Manufacturing defects can be another factor responsible for the battery accidents.

Can this occur with other types of batteries?

Overheating is a common problem for batteries. However, lithium ion batteries are worse than the others because they store more energy per unit volume or weight than the other technologies. This type of battery is also most sensitive to temperature due to its chemistry.

How concerned should the consumer be, especially after the recent news about Apple iPods overheating?
It's true that 15 out of the 75 million iPods in use is a small proportion, but it is significant enough to impact the confidence of consumers. Moreover, the damage of such an accident can be beyond our imagination. Blowing up a car would be a big shock to all of us.

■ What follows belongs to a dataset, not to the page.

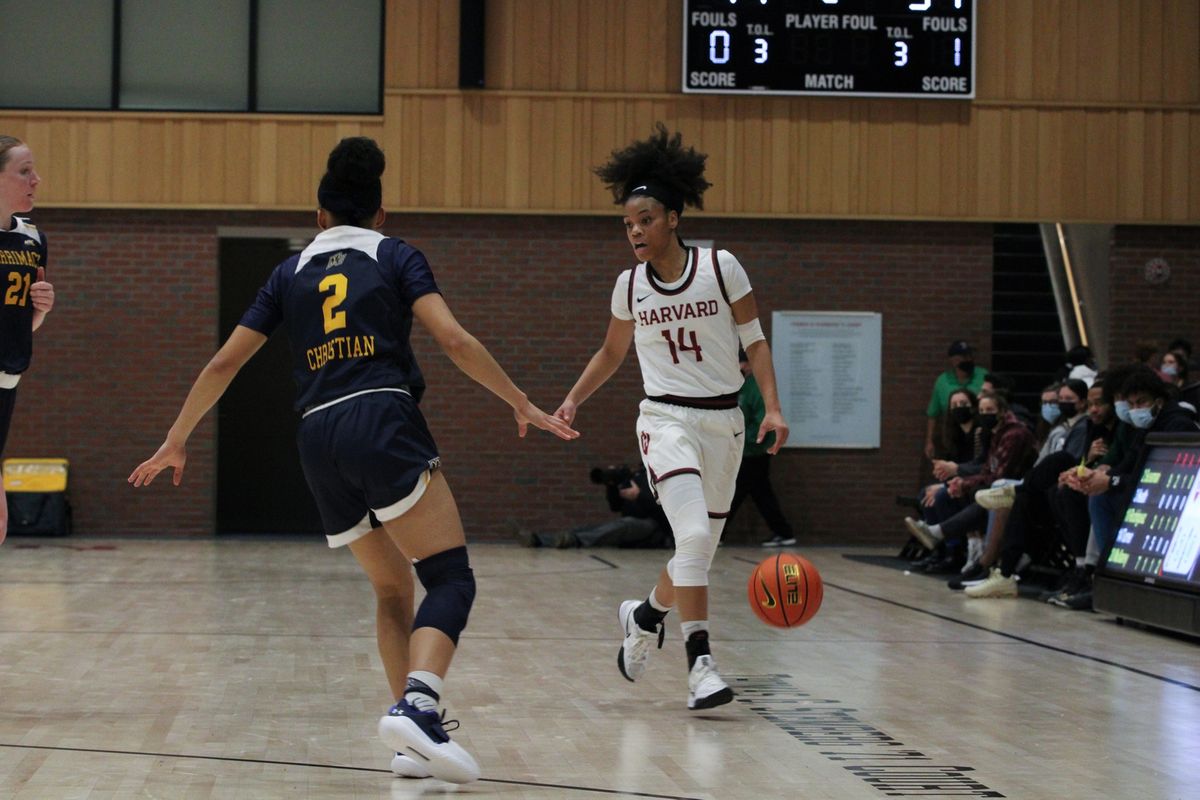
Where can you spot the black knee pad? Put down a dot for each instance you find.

Can a safer battery be designed?

Lower power design in the electronics industry could ease the engineering design for the battery industry. For example, it is well-known that the mobile CPU for laptops generally operates at a lower voltage compared to the normal desktop CPU. The design of the mobile version is intended to reduce the energy consumption provided by the lithium ion battery. Such low-power design needs less energy from the battery. It also means less reactive materials will be required in the battery. Moreover, low-power design also means smaller currents can be drained from the battery, making the heat generated during the normal operation lower, thereby reducing the risk of overheating. A less compact design for electronics could also leave more room for a battery to have protection devices, like electronics for overcharge protection or a positive temperature coefficient device for overheating protection.

What can a consumer do to minimize the risk of their personal devices overheating?
To reduce the risk of lithium ion batteries, you should limit the exposure of the battery to heat sources. For example, you should not leave electronics in an unventilated car during the summer. Giving the electronics a rest period to release the heat to the environment when the battery is hot will help, as will equipping the device with a cooling fan—like those available for laptops.

Does leaving a device on a charger increase the risk?
Overcharge generally occurs in battery packs with more than one lithium ion cell connected in serial. Lots of portable electronics, like cell phones and iPods, use a single-cell battery, and overcharge on single cells is rare—except in the case of a charger malfunction. It is well known that the battery is generally hot after being charged, so limiting the time of the device on charger can, to a certain degree, extend the life of the battery.

Do the lithium ion batteries used in electric cars have the same potential for overheating and fire?
The nickel–metal hydride battery has been used in hybrid electric vehicles, but the lithium ion battery is still the most promising technology for automobile applications because of its high energy density and power density. Compared to the battery used in portable electronics, the car battery can be more than 1,000 times bigger in size or weight.

Again, in the case of portable electronics, the real issue is that the room provided in the electronics for a battery is small while the energy required is high. Thus, the battery has to be stuffed with as much material as possible, leaving very little room in the electronics to incorporate protection devices. This issue will be even more severe in the car battery, since the energy and power density requirement is even higher than in personal electronics. Therefore, the car battery generally has a bigger potential for overheating and fire.